Open
Description
A couple vocab / field features:
- Would love for Fields to be pickle'able. I understand that other issues, but we really can't be creating vocab on the fly, it's much too slow.
I think something like this would work?
def _getstate(self):
return dict(self.__dict__, stoi=dict(self.stoi))
def _setstate(self, state):
self.__dict__.update(state)
self.stoi = defaultdict(lambda: 0, self.stoi)
torchtext.vocab.Vocab.__getstate__ = _getstate
torchtext.vocab.Vocab.__setstate__ = _setstate
- Would be neat to support two fields sharing a vocab.

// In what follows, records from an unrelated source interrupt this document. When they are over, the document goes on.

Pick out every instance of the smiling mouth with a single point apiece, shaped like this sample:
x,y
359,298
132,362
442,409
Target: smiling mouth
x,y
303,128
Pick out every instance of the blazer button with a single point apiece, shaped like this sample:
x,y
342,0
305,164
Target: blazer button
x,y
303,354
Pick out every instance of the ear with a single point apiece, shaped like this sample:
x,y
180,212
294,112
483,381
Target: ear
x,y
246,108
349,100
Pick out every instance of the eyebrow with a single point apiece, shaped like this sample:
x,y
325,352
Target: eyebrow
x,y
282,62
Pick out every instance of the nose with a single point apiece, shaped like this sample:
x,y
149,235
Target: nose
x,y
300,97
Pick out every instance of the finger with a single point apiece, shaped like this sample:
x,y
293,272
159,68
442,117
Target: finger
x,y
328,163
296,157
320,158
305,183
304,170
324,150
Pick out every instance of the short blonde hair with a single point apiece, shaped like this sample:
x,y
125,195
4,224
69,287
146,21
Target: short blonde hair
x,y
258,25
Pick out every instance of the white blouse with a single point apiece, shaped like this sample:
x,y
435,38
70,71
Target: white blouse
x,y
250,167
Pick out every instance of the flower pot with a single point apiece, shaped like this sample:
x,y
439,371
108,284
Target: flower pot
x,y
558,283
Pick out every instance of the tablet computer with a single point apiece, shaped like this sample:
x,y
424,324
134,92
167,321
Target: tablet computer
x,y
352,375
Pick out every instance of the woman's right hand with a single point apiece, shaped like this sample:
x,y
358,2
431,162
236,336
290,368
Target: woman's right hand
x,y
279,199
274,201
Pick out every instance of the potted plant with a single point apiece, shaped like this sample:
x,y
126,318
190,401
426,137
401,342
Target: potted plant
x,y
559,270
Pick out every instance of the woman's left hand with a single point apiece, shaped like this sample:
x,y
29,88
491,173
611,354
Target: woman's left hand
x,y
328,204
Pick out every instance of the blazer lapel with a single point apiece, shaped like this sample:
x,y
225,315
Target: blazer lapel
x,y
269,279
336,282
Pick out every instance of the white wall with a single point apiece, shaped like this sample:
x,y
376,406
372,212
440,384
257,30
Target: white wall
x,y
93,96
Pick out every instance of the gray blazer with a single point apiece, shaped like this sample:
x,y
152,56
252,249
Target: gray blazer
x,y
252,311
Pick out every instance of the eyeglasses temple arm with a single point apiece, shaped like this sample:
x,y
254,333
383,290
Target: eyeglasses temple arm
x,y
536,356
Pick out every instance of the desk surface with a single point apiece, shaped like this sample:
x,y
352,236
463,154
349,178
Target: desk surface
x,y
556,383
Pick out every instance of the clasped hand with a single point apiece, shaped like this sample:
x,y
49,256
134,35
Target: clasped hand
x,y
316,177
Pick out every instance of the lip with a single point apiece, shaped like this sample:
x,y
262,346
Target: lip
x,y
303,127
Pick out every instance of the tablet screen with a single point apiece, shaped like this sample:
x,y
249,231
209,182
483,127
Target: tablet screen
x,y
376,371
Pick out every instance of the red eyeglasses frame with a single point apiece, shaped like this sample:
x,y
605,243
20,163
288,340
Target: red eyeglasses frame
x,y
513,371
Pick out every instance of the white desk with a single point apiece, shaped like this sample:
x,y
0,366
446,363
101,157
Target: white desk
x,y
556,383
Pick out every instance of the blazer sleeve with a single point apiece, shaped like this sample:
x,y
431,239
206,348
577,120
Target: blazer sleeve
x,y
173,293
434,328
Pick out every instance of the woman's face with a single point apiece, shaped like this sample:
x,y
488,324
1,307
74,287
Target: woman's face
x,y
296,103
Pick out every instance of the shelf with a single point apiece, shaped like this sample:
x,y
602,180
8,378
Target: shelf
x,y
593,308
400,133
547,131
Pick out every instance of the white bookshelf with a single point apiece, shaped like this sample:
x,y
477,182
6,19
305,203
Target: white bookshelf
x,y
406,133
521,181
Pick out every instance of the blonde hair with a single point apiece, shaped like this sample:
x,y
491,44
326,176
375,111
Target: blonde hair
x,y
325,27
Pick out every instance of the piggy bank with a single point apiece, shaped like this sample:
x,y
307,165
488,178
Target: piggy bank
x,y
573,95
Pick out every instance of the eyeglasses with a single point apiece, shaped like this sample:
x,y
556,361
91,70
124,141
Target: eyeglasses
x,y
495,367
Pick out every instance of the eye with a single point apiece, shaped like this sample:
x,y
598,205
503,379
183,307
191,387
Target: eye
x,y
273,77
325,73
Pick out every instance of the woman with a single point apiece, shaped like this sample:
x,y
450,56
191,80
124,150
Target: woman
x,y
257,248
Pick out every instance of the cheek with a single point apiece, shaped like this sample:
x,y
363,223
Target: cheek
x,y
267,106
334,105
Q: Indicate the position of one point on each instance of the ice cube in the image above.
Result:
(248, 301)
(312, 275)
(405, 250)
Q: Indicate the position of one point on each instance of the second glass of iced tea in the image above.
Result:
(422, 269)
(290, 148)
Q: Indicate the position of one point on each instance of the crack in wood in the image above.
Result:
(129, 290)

For instance, if we want to have a separate field for input and output in a language model, but share the weight matrix, or share source and target vocab. We currently do this, but it breaks a lot if things like specials change. Be great to have it in the code.
def merge_vocabs(vocabs, vocab_size=None):
"""
Merge individual vocabularies (assumed to be generated from disjoint
documents) into a larger vocabulary.
Args:
vocabs: `torchtext.vocab.Vocab` vocabularies to be merged
vocab_size: `int` the final vocabulary size. `None` for no limit.
Return:
`torchtext.vocab.Vocab`
"""
merged = sum([vocab.freqs for vocab in vocabs], Counter())
return torchtext.vocab.Vocab(merged,
specials=[UNK_WORD, PAD_WORD,
BOS_WORD, EOS_WORD],
max_size=vocab_size)